Team Player to Lead Player
A Forbes article by Deep Patel discusses the connection between sports teamwork and leadership. "The goal isn't that they just find a sport, but rather that they have participated in an activity that gets them to use their bodies, learn a skill and function as a member of a team."

Developing natural strengths in turn builds confidence. Have your Lego master try engineering club. "Encourage children to pursue things that interest them. They develop a passion for it and feel comfortable and later on take a leadership role," says Penn State Extension.

Also guide communication skills by helping children identify their emotions, express what they mean clearly, and listen well. "Nurture their effort to communicate with others; being an effective leader requires the ability to build relationships, inspire others and communicate effectively," writes Petsinger.

Finding Their Voice 
Affirm their self-worth with your unconditional love. "Confidence and capacity to believe in oneself are at the heart of effective leadership. Thus, children need to have confidence in their abilities and the courage to try out new things if they want to advance in their life," states an article in the Hindustan Times that quotes prominent business leaders.
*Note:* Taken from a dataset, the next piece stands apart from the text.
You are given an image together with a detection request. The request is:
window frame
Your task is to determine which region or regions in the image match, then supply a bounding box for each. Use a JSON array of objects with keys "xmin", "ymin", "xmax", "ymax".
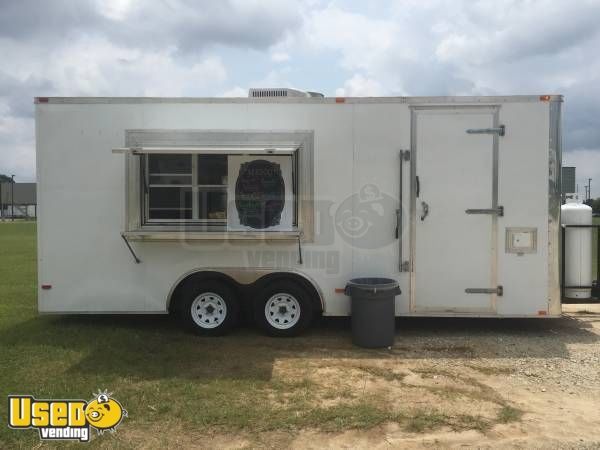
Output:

The article also notes that as children find their voice and express it through speaking and writing they will perceive public speaking as a natural part of life as adults.

One Step at a Time
Help your children manage the added stress of leadership responsibility. "Develop a strategy to address a problem or situation when overwhelmed. Show children how to break tasks into workable ways to get the job done," advises Penn State.
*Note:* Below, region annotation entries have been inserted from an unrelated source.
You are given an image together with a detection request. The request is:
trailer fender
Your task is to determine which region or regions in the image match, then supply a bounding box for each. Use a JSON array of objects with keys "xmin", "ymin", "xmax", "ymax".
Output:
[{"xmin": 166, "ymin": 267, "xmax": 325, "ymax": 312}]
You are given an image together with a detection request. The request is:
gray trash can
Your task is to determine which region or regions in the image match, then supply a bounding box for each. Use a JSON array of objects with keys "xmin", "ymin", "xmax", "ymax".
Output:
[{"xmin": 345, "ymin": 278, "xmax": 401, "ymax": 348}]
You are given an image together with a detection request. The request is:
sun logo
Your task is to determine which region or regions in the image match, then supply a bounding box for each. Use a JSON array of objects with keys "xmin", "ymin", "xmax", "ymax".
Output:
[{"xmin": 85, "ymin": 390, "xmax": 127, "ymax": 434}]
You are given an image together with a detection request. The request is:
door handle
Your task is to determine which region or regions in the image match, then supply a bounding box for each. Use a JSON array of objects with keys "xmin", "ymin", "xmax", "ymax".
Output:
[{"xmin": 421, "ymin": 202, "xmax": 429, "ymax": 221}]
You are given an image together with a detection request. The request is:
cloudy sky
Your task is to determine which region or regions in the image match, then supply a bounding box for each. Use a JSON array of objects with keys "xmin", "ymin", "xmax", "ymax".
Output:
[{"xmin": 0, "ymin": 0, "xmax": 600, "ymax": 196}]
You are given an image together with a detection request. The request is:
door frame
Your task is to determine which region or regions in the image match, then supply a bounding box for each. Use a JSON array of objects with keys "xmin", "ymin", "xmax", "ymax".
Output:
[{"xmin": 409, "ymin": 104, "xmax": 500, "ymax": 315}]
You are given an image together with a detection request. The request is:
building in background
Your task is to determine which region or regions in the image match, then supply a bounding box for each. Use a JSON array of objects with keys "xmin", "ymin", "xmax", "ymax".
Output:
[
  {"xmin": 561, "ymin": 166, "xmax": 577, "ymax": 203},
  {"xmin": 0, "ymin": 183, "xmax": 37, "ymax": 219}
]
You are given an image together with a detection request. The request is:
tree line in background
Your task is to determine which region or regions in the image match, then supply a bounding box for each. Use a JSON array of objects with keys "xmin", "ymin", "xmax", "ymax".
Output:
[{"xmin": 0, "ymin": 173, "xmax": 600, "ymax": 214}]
Also, guide children to think critically about challenges, which will boost self-esteem and inspire them to dream big. "When a child struggles, asking questions such as, ‘do you think there's another way you could do that?’ will help your child use creativity to solve problems, a very important skill for a successful life," says Petsinger. Likewise,  turn failures into teachable moments and carry onward fostering resilience.

Lolly Daskal recommends in Inc. to expose your children to trailblazers making an impact. Set up goals and small projects they can be successful at. "They'll gain valuable self-esteem and confidence by mastering new skills as they get the job done."

Lead by Example
Teach --and model-- integrity, character and responsibility. "A child who can learn the foundation of trust, honesty, respect and integrity will be ready for a lifetime of successful leadership, partnerships and relationships," writes Daskal.

And be the parents you want them to see. "As a parent you're going to be the most important teacher your child will have...Get used to being the best you can be. It's guaranteed to have a lasting effect on your kids!" affirms Patel.